I absolutely adore personal finance blogs. When I’m looking to curl up into a nook of the internet for a few hours, they’re my first port of call; I’m obsessed with reading about tips for saving, frugal living, paying down debt, planning for retirement. Initially I wanted to run a personal finance blog, with my own take on all of these topics.However when planning what I would write, I realised how totally out of my depth I was; I’m a half-assed saver, I live in a magical universe where I have no debt (standard millenial receiving extremely-appreciated support from my family through uni), and I still have zero idea what I want from my life, despite being 2.5 years into a legal career.
Felt even more acutely is my total inability to curb my big-ticket spending. I’ve been reflecting on this a lot lately. I generally stick closely to the standard tenets of a thrifty life, like packing my lunch and healthy snacks during the week, spending my weekends meal prepping, curbing how much I spend on takeaway coffee, not drinking at bars (also read as being a nanna), borrowing books from the library rather than buying them and living in a location where I can walk most places or take free public transport. However these small wins over the course of a week are quickly outweighed by the huge losses of impulse buying.
I also have a personal definition of impulse buying. Rarely is the thing I’m impulse buying not well thought through. Typically I find the product online and obsess about it. I save it to wish lists, and do daily procrastination check-ins on price and availability… or just to look at it. I’ll ponder on it for a month, or more. Obsess, obsess, ponder, and reject. Then one day – boom, buy. So my impulse buying is more obsessive-stalkerish than My Garmin Fenix is a perfect example of that – I’d been desperately wanting one for 8 months, thinking about it, looking at it online, searching for the best price, and then telling myself it’s an outrageous outlay. Then one day (okay, my birthday, the most dangerous of treat yo’self events), I just decided I was going to buy it. No saving or planning, or sacrificing other things. I just found it for a slightly better price than normal, added it to my basket and pressed ‘buy’. My Amex was debited $660, and I had an absolutely beautiful watch in my hand a few days later. (I don’t regret the purchase at all, but more on that in another post).

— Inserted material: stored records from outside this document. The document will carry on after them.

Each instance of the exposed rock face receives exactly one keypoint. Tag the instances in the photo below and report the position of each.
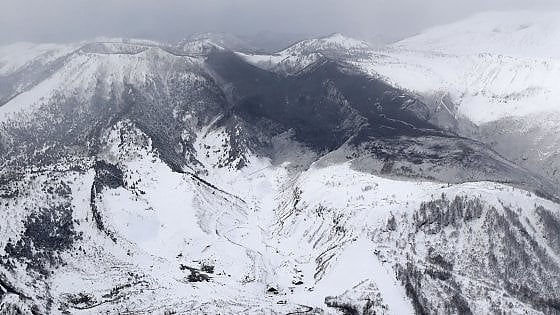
(149, 178)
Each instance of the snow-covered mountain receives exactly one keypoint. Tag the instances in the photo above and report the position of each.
(138, 177)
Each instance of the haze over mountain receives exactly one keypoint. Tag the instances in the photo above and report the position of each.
(221, 174)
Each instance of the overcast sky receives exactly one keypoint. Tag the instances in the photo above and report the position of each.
(74, 20)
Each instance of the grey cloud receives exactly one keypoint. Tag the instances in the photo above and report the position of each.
(73, 20)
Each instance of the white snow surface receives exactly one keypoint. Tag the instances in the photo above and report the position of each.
(493, 65)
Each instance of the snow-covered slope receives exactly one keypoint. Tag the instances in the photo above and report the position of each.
(143, 178)
(493, 65)
(307, 52)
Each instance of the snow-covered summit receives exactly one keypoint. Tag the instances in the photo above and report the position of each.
(531, 34)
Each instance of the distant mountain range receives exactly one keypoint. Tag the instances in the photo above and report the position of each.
(215, 175)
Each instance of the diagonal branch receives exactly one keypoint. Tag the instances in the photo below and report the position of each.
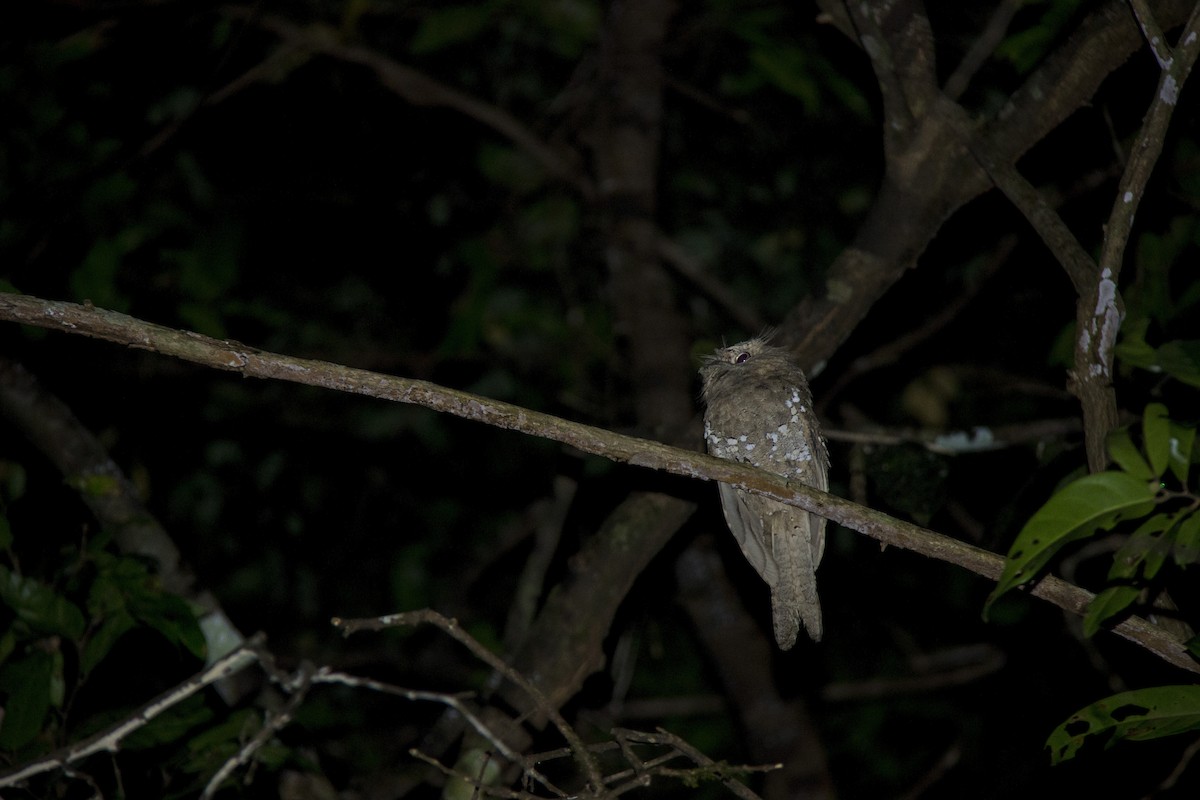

Trying to recover $660 from my budget by not buying a $4 coffee or bringing my lunch to work is just impossible. So is the amount I outlayed on participating in a handmade market this past weekend. Or the amount I want to spend on two absolutely beautiful work blouses I found online to replace my very gross ones. Or the amount I need to spend as a bridesmaid in my friend’s upcoming wedding. Or the entry fees to upcoming triathlons I want to participate in. Or the new desk stationery I want to purchase. These are inevitable impulse purchases for me, but ones I know that my day to day behaviour can’t accommodate for.
And that is why I could be a personal finance blogger. I sweat the small stuff, and am wilfully blind to the big. I’m a living and breathing embodiment of the penny-wise pound-foolish philosophy. I battle with the competing desires of embracing a life of less expenses, particularly expenses wasted on things I know I don’t want, and spending on my (very wide) array of hobbies – crochet, running my etsy store, triathlons, fitness/activewear, stunning stationery, and generally keeping up with the latest activity trends.
I’m feeling very reflective on this topic, and I think it’s something that’s worth exploring further. I’m back on board with tracking my fritter expenses, which will provide a great insight into what’s going on and what my triggers are. I’m very confident it’s hobbies, but we’ll see how true that is!